Professor Emerita, Anthropology and History of Art
About
Jennifer Robertson is Professor of Anthropology and the History of Art at the University of Michigan, Ann Arbor. She has non-budgeted appointments as Professor of Art & Design and Professor of Women's Studies, and is a faculty associate in the Anthropology/History Program. Robertson is a former director and member of the Center for Japanese Studies, and an associate in the Science, Society and Technology Program, Center for Middle Eastern and North African Studies, and Center for South Asian Studies. She is also on the faculty of the Robotics Institute.
She earned her Ph.D. in Anthropology from Cornell University in 1985, where she also earned a B.A. in the History of Art in 1975. The recipient of many fellowships and awards, Robertson was an Invited Fellow at the Wissenschaftskolleg zu Berlin (1996-1997) and a Fellow of the John Simon Guggenheim Memorial Foundation (2011-2012). ACLS, SSRC, NEH, Japan Foundation, Wenner Gren, and Fulbright are among her other fellowships.
Robertson is the originator and General Editor of COLONIALISMS, a (now closed) book series from the University of California Press. Books in the series explore the historical realities, current significance, and future ramifications of imperialist practices with origins and boundaries outside of "the West." She is also a co-editor of Critical Asian Studies (http://criticalasianstudies.org).

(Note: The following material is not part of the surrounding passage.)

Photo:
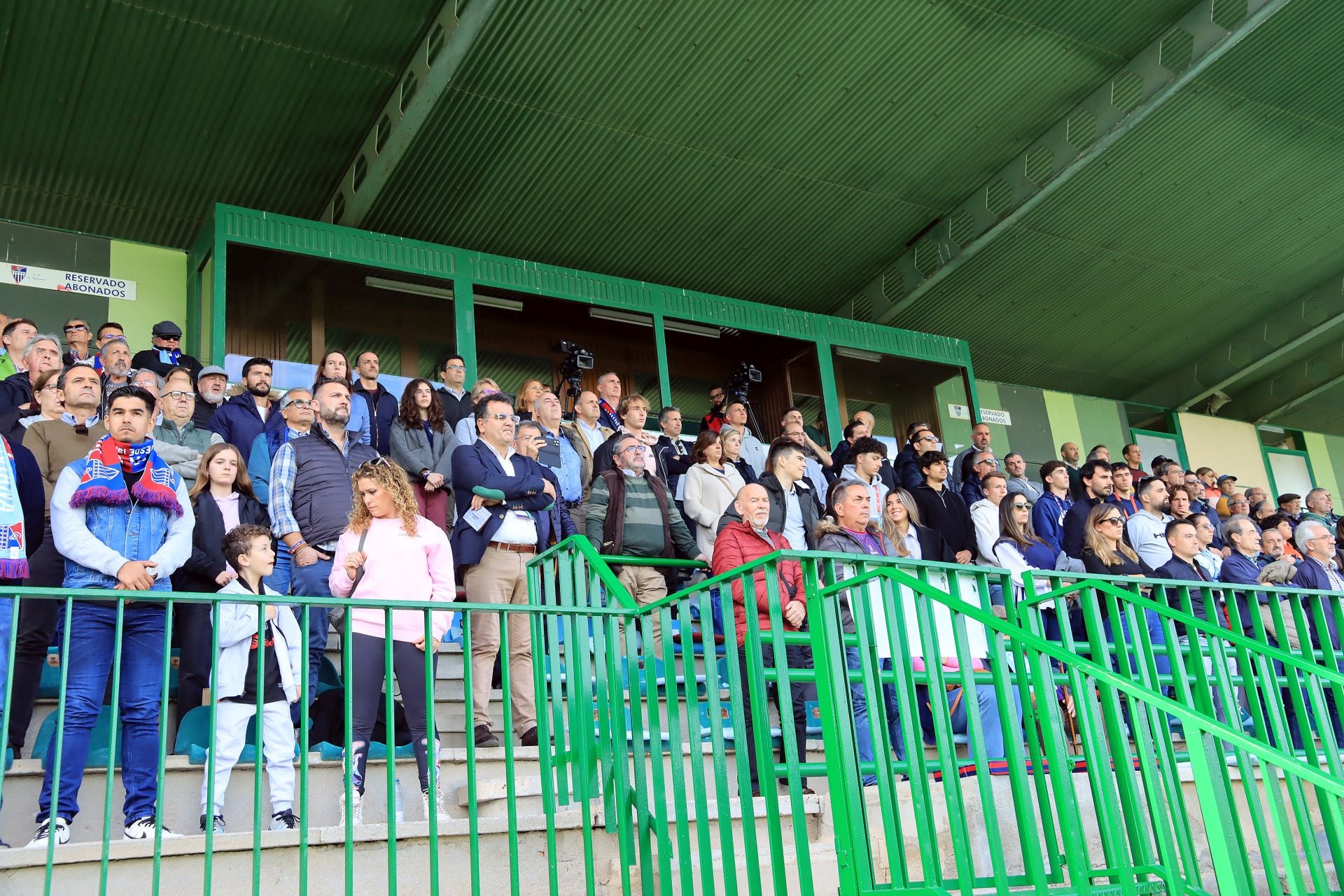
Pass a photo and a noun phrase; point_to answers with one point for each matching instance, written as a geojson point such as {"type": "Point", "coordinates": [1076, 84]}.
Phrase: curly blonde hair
{"type": "Point", "coordinates": [393, 480]}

Her seven books and over eighty articles and chapters address a wide spectrum of subjects ranging from the 17th century to the present, including nativist and social rectification movements, agrarianism, sex and gender systems and ideologies, mass and popular culture, nostalgia and internationalization, urbanism, the place of Japan in Anthropology, sexuality and suicide, theater and performance, votive and folk art, imperialism and colonialism, eugenics and bioethics, and robotics. Her publications have been translated into German, Finnish, French, Hebrew and Japanese. She offers graduate and undergraduate courses on anthropological history, theories and methods; non-western colonialisms; art, identity, and anthropology; bio-art; robot-human interaction; image-based ethnography; mass and popular cultures; ethnic diversity in Japan; sex, gender and sexuality; and Japanese culture and society, among others.
Robertson is currently researching, writing, and editing articles on the cultural history of Japanese colonialism, eugenics, bio-art and contemporary art, ideologies of "blood," and service robots in Japan and elsewhere. Her newest book is Robo sapiens japanicus: Robots, Gender, Family and the Japanese Nation (University of California Press, 2018 [on sale November 2017]). Although her primary area specialty is Japan, where she has lived for over two decades, Robertson has also worked in Sri Lanka (1982-1992) and since 1997 has been working in Israel as well. In addition to her academic work, she makes collages, watercolors, serigraphs, ceramics, and oil paintings (www.biwahamistudio.com).